21.9.12

La femme de l’Allemand – Marie Sizun



Nous avions découvert Marie Sizun dans « Jeux croisés » qui nous avait beaucoup plu et avons éprouvé un réel bonheur de la retrouver avec ce roman publié en Mars 2007.

Pourtant, Marie Sizun n’a pas choisi la facilité en choisissant de traiter de la psychose maniaco-dépressive. Le roman est d’ailleurs assez dur, dérangeant en mettant méthodiquement en scène la maladie qui fait perdre tout repère à l’entourage des personnes qui en sont atteintes. Le style brutal est accentué par le parti-pris de recourir à de très courts chapitres qui traitent de l’essentiel et font alterner les périodes de folie et les répits, plus ou moins longs, pour mieux dépeindre une descente aux enfers inéluctable et tragique.

C’est par les yeux de Marion, entre sept et dix-sept ans, que nous allons suivre les circonvolutions de la maladie de fanny, sa mère.

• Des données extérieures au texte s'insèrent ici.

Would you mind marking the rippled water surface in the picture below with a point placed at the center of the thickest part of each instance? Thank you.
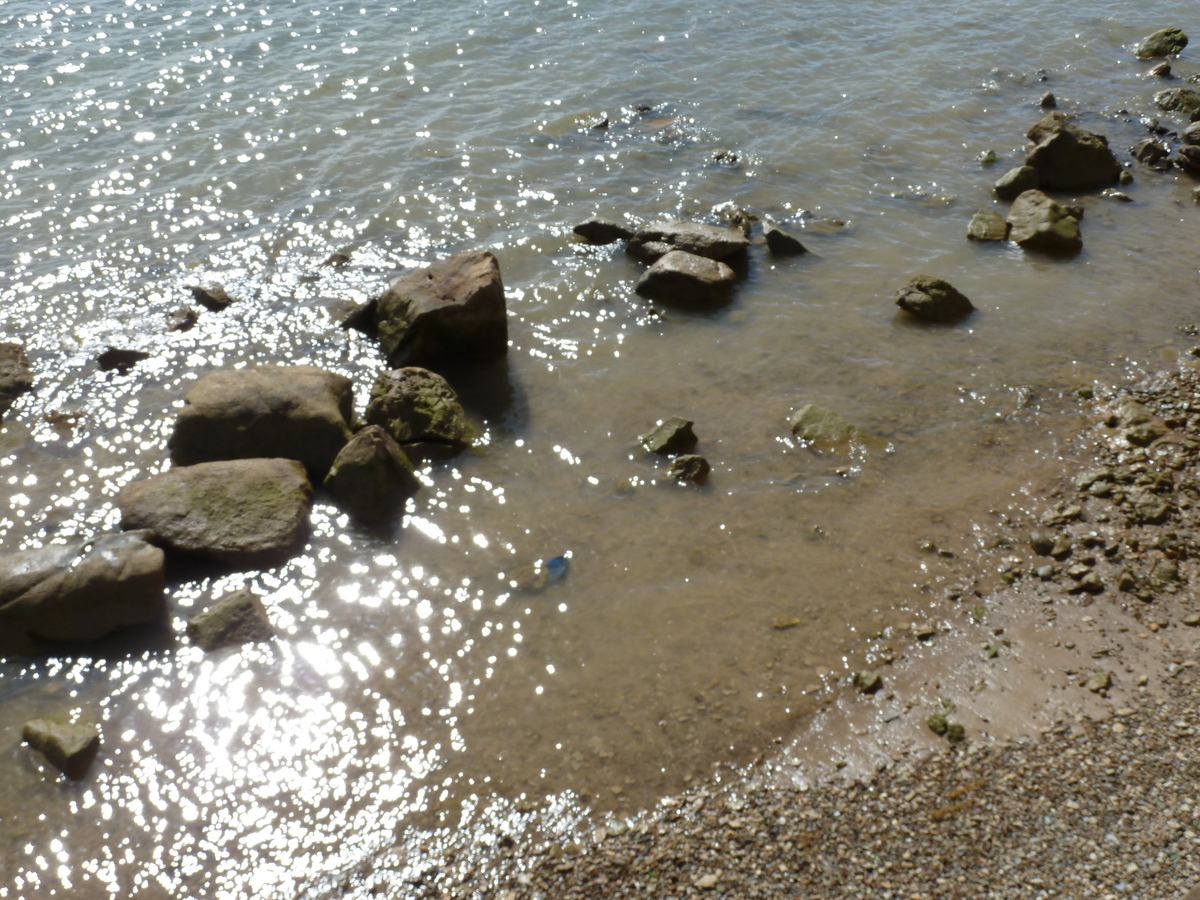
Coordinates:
(148, 147)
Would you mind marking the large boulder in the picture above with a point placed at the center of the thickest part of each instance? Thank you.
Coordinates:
(451, 311)
(243, 513)
(1036, 222)
(933, 300)
(1164, 42)
(79, 592)
(1069, 159)
(688, 280)
(16, 377)
(291, 412)
(372, 478)
(1180, 100)
(414, 405)
(709, 241)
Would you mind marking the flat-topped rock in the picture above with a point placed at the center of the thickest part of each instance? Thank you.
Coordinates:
(449, 312)
(243, 513)
(267, 412)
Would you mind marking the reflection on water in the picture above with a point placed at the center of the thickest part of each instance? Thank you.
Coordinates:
(426, 676)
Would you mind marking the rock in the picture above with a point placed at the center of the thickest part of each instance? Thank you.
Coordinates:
(183, 319)
(603, 231)
(1164, 42)
(671, 436)
(933, 300)
(689, 467)
(234, 619)
(702, 240)
(987, 225)
(16, 377)
(1150, 153)
(69, 747)
(450, 312)
(213, 298)
(415, 405)
(1039, 223)
(1069, 159)
(780, 243)
(1180, 100)
(867, 682)
(361, 317)
(243, 513)
(372, 478)
(121, 360)
(1014, 183)
(687, 280)
(81, 591)
(291, 412)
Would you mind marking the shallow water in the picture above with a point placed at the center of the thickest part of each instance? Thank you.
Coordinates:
(149, 148)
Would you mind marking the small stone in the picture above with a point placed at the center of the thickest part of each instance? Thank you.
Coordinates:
(70, 747)
(671, 436)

Fanny que l’on désigne comme « La femme de l’Allemand », celle qui à dix-huit ans a fauté avec un bel et jeune officier ennemi dont elle a eu cette enfant.

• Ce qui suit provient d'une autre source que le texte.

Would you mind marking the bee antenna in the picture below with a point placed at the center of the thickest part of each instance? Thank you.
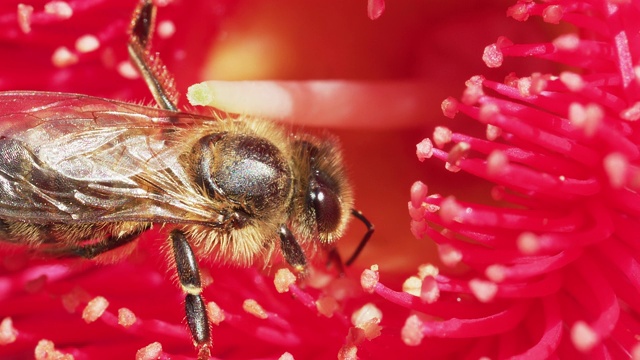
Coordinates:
(370, 228)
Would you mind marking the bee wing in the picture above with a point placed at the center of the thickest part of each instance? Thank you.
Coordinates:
(76, 158)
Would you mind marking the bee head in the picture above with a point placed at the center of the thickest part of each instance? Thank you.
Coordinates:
(322, 197)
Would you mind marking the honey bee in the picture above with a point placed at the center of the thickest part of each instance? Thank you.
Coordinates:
(80, 176)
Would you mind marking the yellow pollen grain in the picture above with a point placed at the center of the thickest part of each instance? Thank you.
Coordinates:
(283, 279)
(46, 350)
(126, 317)
(412, 286)
(216, 315)
(94, 309)
(8, 333)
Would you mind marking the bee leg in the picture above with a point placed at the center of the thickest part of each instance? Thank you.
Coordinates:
(189, 276)
(365, 239)
(112, 242)
(292, 251)
(154, 73)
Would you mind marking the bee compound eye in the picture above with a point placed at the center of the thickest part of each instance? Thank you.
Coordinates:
(327, 208)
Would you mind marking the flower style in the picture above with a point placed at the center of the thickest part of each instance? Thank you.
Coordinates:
(547, 266)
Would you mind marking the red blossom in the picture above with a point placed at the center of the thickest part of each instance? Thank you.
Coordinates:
(546, 266)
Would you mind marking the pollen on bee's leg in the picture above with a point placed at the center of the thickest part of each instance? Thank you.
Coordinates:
(8, 333)
(252, 307)
(46, 350)
(94, 309)
(150, 352)
(126, 317)
(283, 280)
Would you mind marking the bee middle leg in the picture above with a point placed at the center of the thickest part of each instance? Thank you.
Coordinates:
(189, 276)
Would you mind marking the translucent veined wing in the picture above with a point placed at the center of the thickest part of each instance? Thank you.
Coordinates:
(75, 158)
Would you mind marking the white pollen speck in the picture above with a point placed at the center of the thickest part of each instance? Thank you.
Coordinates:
(62, 57)
(87, 43)
(61, 9)
(441, 136)
(583, 337)
(567, 42)
(24, 17)
(166, 29)
(616, 165)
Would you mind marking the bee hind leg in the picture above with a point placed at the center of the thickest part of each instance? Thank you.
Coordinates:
(189, 276)
(92, 250)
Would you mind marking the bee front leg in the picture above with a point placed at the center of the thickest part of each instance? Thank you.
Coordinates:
(292, 251)
(189, 276)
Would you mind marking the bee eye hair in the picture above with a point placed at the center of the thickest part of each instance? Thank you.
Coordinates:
(326, 205)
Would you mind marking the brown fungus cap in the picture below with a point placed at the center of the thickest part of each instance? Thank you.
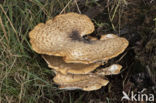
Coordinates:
(60, 65)
(62, 36)
(113, 69)
(86, 82)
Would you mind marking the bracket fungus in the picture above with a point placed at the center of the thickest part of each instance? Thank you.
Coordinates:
(74, 58)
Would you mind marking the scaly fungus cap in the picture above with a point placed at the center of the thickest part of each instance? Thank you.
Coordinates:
(62, 36)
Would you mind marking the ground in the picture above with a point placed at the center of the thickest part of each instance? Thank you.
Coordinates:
(26, 78)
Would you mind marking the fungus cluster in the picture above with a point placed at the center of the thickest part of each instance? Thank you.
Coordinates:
(74, 58)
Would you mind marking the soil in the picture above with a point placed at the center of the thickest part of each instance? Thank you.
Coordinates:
(133, 20)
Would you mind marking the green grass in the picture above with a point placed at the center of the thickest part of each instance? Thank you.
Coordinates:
(24, 76)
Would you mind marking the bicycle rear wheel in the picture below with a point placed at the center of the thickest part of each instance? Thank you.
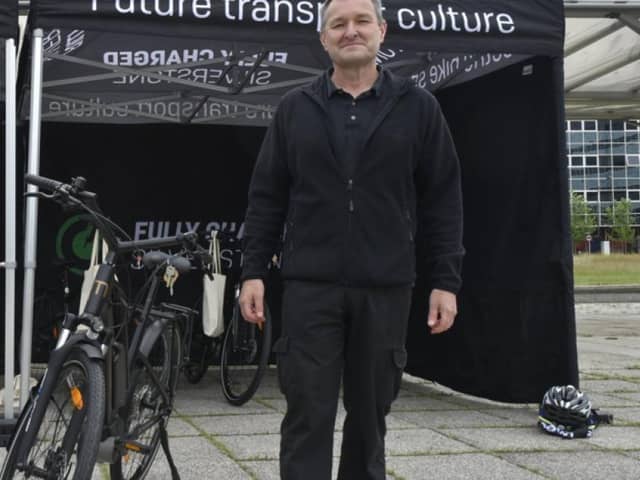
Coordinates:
(148, 407)
(245, 353)
(67, 438)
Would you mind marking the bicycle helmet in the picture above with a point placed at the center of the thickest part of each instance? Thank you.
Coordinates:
(567, 412)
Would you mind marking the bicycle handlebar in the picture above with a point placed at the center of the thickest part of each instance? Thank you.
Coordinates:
(75, 193)
(76, 189)
(43, 183)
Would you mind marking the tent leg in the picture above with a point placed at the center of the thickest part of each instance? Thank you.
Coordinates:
(31, 232)
(10, 263)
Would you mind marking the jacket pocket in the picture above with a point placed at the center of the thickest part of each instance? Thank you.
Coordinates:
(410, 226)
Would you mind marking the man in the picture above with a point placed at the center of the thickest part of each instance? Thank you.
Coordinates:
(350, 165)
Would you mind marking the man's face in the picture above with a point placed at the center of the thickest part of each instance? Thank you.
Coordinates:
(351, 34)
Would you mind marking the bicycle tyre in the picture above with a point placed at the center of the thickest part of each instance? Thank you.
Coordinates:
(88, 376)
(244, 358)
(144, 402)
(195, 370)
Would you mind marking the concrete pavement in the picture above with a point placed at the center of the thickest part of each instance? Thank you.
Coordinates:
(434, 432)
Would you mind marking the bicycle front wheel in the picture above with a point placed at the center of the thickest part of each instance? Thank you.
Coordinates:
(245, 353)
(68, 434)
(149, 404)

Marion aime sa mère pour ses bizarreries, pour les secrets qu’elle dissimule et dont elle soulève parfois un coin de voile, pour la façon perspicace qu’elle a de se moquer de tout le monde.

Mais Marion assiste et accompagne sa mère lors de crises de plus en plus graves, totalement destructrices  et qui font éclater tous les repères que les précédentes accalmies avaient contribué à ériger, en même temps qu’un impossible espoir. Plus la maladie progresse, plus les internements psychiatriques s’enchainent, plus Marion va devoir faire des choix : protéger sa mère d’elle-même ou se protéger elle ; accepter l’intolérable, les insultes, les reproches manipulateurs ou se réfugier chez ses grands-parents qui lui offrent le havre de paix dont elle a besoin.

Plus Marion avance en âge, plus elle ressent la nécessité de découvrir qui est cet Allemand inconnu, dont elle ne sait rien qui lui sert de figure de père. Sa mère lui mentant plus ou moins consciemment, il lui est difficile de trouver le chemin de la vérité. Alors, elle finit par s’inventer un père de toutes pièces en découpant la photographie d’un jeune et sympathique officier, pris au hasard, d’un journal rétrospectif.

Le talent de M. Sizun est de nous faire souffrir comme ses personnages, de nous donner à comprendre en quoi chaque choix ferme définitivement une porte derrière lui et enferme les protagonistes dans des univers qui finissent par diverger. Le style vif nous fait descendre au plus profond d’un enfer quotidien qui finira par excuser les décisions prises par les divers protagonistes qui sont toutes plus ou moins conscientes et visant à se protéger de l’insupportable.

Une découverte que nous vous recommandons sans la moindre hésitation.